В книге рассказывается история главного героя, который сталкивается с различными проблемами и препятствиями на протяжении всего своего путешествия. По пути он встречает множество второстепенных персонажей, которые играют важные роли в истории. Благодаря опыту главного героя книга исследует такие темы, как любовь, потеря, надежда и стойкость. По мере того, как главный герой преодолевает свои трудности, он усваивает ценные уроки жизни и растет как личность.
Собрание сочинений австрийского писателя Стефана Цвейга (1881 — 1942) — самое полное из изданных на русском языке. Оно вместило в себя все, что было опубликовано в Собрании сочинений 30-х гг., и дополнено новыми переводами послевоенных немецких публикаций. В девятый том Собрания сочинений вошли произведения, посвященные великим гуманистам XVI века, «Триумф и трагедия Эразма Роттердамского», «Совесть против насилия» и «Монтень», своеобразный гимн человеческому деянию — «Магеллан», а также повесть об одной исторической ошибке — «Америго».

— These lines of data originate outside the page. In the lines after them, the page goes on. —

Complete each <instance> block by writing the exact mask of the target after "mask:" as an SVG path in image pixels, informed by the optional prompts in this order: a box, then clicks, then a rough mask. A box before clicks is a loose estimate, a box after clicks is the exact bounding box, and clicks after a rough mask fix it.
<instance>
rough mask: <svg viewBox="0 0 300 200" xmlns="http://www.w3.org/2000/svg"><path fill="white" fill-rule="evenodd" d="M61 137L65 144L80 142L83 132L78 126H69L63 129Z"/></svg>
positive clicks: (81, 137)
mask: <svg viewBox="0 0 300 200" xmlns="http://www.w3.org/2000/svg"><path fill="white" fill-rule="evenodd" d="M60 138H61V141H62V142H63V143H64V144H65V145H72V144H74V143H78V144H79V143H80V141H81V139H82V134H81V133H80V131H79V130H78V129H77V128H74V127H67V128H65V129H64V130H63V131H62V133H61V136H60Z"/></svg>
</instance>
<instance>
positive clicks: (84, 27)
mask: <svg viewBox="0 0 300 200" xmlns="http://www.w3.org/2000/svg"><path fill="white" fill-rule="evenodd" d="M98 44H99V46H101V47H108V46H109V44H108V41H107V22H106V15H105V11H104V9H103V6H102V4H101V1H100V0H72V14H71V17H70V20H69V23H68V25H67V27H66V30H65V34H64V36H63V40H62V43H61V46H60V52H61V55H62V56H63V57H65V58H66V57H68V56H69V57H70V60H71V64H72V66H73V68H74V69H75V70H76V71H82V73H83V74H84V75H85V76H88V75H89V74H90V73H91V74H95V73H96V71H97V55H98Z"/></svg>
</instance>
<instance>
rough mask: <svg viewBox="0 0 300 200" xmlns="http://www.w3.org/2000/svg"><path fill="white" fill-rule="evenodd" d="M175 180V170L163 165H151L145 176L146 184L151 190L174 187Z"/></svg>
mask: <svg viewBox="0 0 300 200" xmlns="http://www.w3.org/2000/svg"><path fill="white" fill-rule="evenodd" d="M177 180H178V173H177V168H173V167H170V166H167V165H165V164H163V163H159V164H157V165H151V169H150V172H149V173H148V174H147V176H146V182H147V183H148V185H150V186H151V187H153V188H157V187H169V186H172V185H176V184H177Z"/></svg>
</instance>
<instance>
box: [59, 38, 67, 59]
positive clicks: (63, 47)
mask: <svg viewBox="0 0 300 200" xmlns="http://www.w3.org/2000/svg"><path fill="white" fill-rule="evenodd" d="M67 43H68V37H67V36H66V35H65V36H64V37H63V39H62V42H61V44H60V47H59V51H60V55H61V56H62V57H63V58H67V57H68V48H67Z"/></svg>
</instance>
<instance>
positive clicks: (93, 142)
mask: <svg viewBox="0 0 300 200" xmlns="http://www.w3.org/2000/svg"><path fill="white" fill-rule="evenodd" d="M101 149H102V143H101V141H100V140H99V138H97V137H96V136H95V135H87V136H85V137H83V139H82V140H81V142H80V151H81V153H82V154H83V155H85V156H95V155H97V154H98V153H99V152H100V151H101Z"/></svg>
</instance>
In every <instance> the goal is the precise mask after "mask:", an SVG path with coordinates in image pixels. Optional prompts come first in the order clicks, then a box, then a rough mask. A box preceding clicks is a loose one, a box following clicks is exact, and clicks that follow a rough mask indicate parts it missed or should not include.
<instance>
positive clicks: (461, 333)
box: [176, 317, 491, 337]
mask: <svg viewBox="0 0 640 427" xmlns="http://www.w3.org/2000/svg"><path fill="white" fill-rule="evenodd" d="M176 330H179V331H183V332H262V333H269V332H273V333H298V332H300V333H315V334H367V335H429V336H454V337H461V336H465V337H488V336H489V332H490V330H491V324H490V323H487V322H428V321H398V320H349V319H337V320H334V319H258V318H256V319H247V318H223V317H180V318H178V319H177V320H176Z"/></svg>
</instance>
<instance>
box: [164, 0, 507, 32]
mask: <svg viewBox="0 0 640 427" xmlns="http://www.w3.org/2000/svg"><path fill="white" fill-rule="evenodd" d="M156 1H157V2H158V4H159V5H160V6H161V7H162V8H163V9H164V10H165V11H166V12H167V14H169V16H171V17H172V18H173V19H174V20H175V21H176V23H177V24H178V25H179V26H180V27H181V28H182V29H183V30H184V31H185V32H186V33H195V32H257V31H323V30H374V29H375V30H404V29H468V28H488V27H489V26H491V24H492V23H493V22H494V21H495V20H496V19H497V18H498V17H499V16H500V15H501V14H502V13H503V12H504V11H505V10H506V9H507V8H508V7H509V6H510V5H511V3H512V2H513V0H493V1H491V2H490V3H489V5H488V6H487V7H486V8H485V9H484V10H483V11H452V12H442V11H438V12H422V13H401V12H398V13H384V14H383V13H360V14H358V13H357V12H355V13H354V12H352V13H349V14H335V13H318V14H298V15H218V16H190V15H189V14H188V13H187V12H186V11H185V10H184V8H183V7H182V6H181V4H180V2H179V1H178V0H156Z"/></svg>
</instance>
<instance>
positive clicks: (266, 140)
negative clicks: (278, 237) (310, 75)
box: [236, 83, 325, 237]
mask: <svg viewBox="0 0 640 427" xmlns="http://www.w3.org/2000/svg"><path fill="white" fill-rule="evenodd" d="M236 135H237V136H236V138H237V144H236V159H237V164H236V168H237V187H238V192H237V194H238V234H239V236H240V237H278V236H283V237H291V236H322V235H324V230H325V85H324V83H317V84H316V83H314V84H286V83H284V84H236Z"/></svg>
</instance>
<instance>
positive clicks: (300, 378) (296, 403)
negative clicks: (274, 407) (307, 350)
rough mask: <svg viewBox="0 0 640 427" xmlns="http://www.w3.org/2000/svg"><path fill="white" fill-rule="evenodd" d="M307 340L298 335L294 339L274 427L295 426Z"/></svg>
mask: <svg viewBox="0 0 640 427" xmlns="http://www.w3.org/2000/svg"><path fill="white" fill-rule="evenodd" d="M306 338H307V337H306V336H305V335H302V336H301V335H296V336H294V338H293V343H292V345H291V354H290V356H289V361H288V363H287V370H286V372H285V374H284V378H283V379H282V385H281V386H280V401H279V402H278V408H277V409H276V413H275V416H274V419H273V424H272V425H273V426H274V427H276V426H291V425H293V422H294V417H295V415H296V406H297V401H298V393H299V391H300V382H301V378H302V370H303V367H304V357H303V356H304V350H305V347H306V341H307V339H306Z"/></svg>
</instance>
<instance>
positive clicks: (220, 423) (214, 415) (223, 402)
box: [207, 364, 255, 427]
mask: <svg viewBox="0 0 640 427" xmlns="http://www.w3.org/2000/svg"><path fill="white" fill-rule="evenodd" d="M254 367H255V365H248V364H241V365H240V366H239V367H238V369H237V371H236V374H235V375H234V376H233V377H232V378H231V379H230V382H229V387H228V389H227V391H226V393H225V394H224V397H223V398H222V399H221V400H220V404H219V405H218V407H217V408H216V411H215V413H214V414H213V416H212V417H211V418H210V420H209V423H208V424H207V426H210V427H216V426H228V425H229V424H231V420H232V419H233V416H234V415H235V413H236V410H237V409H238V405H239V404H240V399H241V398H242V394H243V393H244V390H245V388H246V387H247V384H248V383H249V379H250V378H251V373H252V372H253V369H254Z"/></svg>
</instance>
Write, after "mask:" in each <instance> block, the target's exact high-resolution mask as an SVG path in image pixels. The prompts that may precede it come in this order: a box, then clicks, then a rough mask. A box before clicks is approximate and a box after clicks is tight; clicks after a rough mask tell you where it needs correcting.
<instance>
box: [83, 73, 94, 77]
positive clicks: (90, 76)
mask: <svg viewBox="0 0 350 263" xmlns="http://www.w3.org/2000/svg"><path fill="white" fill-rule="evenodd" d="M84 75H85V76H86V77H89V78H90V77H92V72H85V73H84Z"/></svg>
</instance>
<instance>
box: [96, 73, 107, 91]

Собрание сочинений австрийского писателя Стефана Цвейга (1881–1942) — самое полное из изданных на русском языке. Оно вместило в себя все, что было опубликовано в Собрании сочинений 30-х гг., и дополнено новыми переводами послевоенных немецких публикаций. В третий том вошли роман «Нетерпение сердца» и биографическая повесть «Три певца своей жизни: Казанова, Стендаль, Толстой».
«Заплесневелый хлеб» — третье крупное произведение Нино Палумбо. Кроме уже знакомого читателю «Налогового инспектора», «Заплесневелому хлебу» предшествовал интересный роман «Газета». Примыкая в своей проблематике и в методе изображения действительности к роману «Газета» и еще больше к «Налоговому инспектору», «Заплесневелый хлеб» в то же время продолжает и развивает лучшие стороны и тенденции того и другого романа. Он — новый шаг в творчестве Палумбо. Творческие искания этого писателя направлены на историческое осознание той действительности, которая его окружает.
Во 2 том собрания сочинений польской писательницы Элизы Ожешко вошли повести «Низины», «Дзюрдзи», «Хам».
В книге рассказывается история главного героя, который сталкивается с различными проблемами и препятствиями на протяжении всего своего путешествия. По пути он встречает множество второстепенных персонажей, которые играют важные роли в истории. Благодаря опыту главного героя книга исследует такие темы, как любовь, потеря, надежда и стойкость. По мере того, как главный герой преодолевает свои трудности, он усваивает ценные уроки жизни и растет как личность.